If you believe in God, then you certainly shouldn’t be encouraged to commit what you consider a sin. But if others of an atheistic bent begin doing it, it puts pressure on all of us. How long before we overhear our neighbors saying of a sick person: “I can’t believe she’s still hanging in there. Wouldn’t you think she’d get a pill, for the sake of her poor husband, so he can move on?”

Suffering gets bad press in this world nowadays, but we used to believe it was part of life, and not to be rejected utterly, even if one understandably tries to avoid it.

But aside from the spiritual, which I realize doesn’t appeal to many increasingly, what of the potential for mistakes if we’re all just offing ourselves toward the end now?

And how does that make us feel, really? If we know we will know and plan the end, because it will be a pill at the doctor’s when the diagnosis is deemed hopeless, does that feel better or worse?

I feel worse expecting that rather than something painful and random and even drawn-out and horrible.

Planning it in the cold light of day is too much like Logan’s Run for me.

Oh, but people are living longer, they say, so they’re getting into terrible states. I disagree.

People aren’t living longer anymore. They’ve never been so prone to health issues since Covid.

But I do think it’s interesting that as the rate of serious illness and excess death goes up, so comes a renewed impetus to provide a “painless way out” for the dying.

Will that keep the complaints down, as terminal diagnoses are made?

Will it stop the questioning about how we all got so sick in the first place if the departure lounge is made a bit nicer?
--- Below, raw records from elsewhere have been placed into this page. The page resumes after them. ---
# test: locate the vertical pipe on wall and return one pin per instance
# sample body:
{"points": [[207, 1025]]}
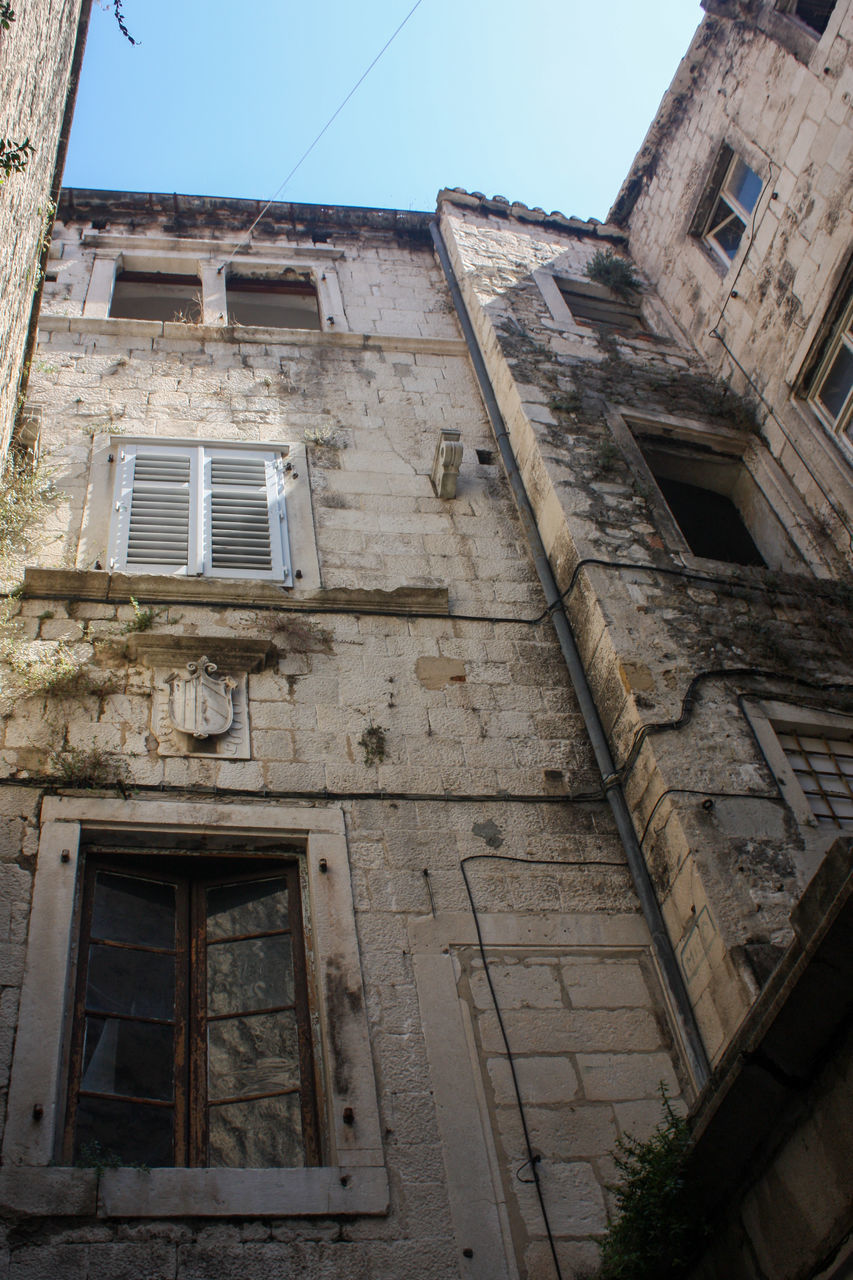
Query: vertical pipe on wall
{"points": [[666, 958]]}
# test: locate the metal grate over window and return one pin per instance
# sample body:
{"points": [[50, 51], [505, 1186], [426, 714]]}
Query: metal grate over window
{"points": [[824, 768]]}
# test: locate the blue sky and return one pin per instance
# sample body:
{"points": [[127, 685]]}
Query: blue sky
{"points": [[544, 103]]}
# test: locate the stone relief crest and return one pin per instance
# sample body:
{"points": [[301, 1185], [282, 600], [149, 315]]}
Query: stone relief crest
{"points": [[200, 703], [197, 712]]}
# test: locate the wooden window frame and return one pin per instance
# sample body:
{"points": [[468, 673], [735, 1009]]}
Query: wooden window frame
{"points": [[719, 192], [839, 337], [191, 1105], [200, 496]]}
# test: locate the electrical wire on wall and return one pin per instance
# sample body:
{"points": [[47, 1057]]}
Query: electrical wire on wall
{"points": [[324, 129]]}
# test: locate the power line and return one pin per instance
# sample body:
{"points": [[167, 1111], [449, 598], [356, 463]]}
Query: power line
{"points": [[327, 126]]}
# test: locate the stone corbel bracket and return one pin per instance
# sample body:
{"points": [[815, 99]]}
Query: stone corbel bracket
{"points": [[446, 464], [229, 653]]}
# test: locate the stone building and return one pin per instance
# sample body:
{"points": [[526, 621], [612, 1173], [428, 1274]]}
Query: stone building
{"points": [[427, 712]]}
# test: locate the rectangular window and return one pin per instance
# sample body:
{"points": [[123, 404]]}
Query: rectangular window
{"points": [[813, 14], [728, 205], [830, 380], [810, 753], [200, 510], [191, 1042], [822, 767], [274, 304], [156, 296], [601, 309]]}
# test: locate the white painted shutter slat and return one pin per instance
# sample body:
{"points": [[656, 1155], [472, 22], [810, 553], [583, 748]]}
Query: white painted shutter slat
{"points": [[242, 539], [160, 510]]}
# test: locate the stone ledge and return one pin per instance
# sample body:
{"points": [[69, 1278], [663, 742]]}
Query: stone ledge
{"points": [[162, 650], [194, 1192], [201, 334], [63, 584]]}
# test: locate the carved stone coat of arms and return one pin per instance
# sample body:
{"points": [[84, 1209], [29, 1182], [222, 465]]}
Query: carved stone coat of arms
{"points": [[197, 712], [200, 703]]}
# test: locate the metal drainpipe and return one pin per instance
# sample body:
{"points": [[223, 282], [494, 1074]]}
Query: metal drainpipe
{"points": [[667, 961]]}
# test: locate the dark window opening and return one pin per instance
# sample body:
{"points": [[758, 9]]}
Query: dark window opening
{"points": [[813, 13], [156, 296], [710, 522], [602, 312], [272, 304], [191, 1042]]}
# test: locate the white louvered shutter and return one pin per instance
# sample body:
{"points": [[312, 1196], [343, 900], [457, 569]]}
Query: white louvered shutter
{"points": [[156, 511], [243, 520]]}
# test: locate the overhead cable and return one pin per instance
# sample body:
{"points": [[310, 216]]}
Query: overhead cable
{"points": [[327, 126]]}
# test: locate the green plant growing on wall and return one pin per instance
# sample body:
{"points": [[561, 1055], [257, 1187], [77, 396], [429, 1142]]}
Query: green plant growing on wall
{"points": [[27, 492], [14, 156], [657, 1228], [144, 617], [614, 272], [45, 668], [94, 768], [373, 744]]}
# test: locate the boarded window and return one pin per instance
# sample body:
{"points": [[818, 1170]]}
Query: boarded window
{"points": [[813, 13], [156, 296], [600, 310], [273, 304], [191, 1041]]}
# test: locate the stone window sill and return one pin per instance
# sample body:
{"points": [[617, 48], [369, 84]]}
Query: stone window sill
{"points": [[194, 1192]]}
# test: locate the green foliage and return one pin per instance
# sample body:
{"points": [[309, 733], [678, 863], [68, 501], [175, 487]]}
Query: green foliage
{"points": [[45, 668], [27, 492], [14, 156], [657, 1228], [94, 769], [373, 744], [616, 273], [144, 617]]}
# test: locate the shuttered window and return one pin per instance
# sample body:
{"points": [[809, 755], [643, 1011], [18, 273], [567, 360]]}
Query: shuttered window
{"points": [[200, 510]]}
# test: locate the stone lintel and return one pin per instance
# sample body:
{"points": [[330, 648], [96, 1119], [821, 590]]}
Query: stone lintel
{"points": [[68, 584]]}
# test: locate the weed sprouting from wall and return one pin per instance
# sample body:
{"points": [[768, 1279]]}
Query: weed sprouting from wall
{"points": [[91, 768], [144, 617], [373, 744], [657, 1226], [27, 492], [614, 272]]}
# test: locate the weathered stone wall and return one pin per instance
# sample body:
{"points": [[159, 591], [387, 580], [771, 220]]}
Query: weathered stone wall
{"points": [[483, 744], [36, 56], [789, 118], [667, 644]]}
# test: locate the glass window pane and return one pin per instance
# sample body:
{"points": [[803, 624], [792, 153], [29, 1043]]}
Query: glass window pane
{"points": [[838, 382], [138, 983], [123, 1133], [261, 1134], [726, 229], [256, 973], [252, 1055], [744, 184], [258, 906], [133, 1059], [128, 909]]}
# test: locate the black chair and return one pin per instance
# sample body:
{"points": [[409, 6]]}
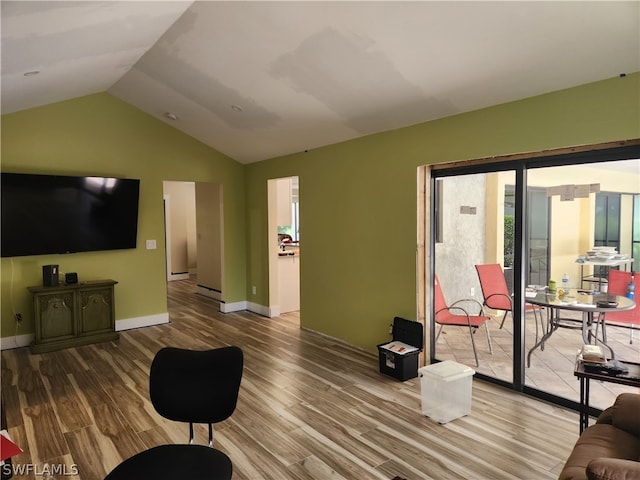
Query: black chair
{"points": [[193, 387]]}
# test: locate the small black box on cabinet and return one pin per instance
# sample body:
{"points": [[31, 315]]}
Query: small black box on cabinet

What do They know that we don’t, these leaders of ours, with their assisted-dying laws?

Do they know, for example, that the rate of incurable illness is going to continue to climb, and that more and more people are going to want a way out?

After a couple of very bad years of nerve pain from the nuts and bolts and screws in my long-ago injured face, and telling my partner I couldn’t bear it any longer, I began to say I couldn’t go on, which didn’t even mean I wanted to “you know what.” It just meant I wasn’t coping.

One day, I just gave up trying to cope. I gave in to it.

I never took another pain pill. I prepared myself to be miserable forever.

And then, after months of what I can only call white-knuckling endurance, I suddenly woke up one day and realized I was living with the pain. I could bear it.

If the state gives people in pain the idea they should give in and die before their time, then it is no better than a pimp for death.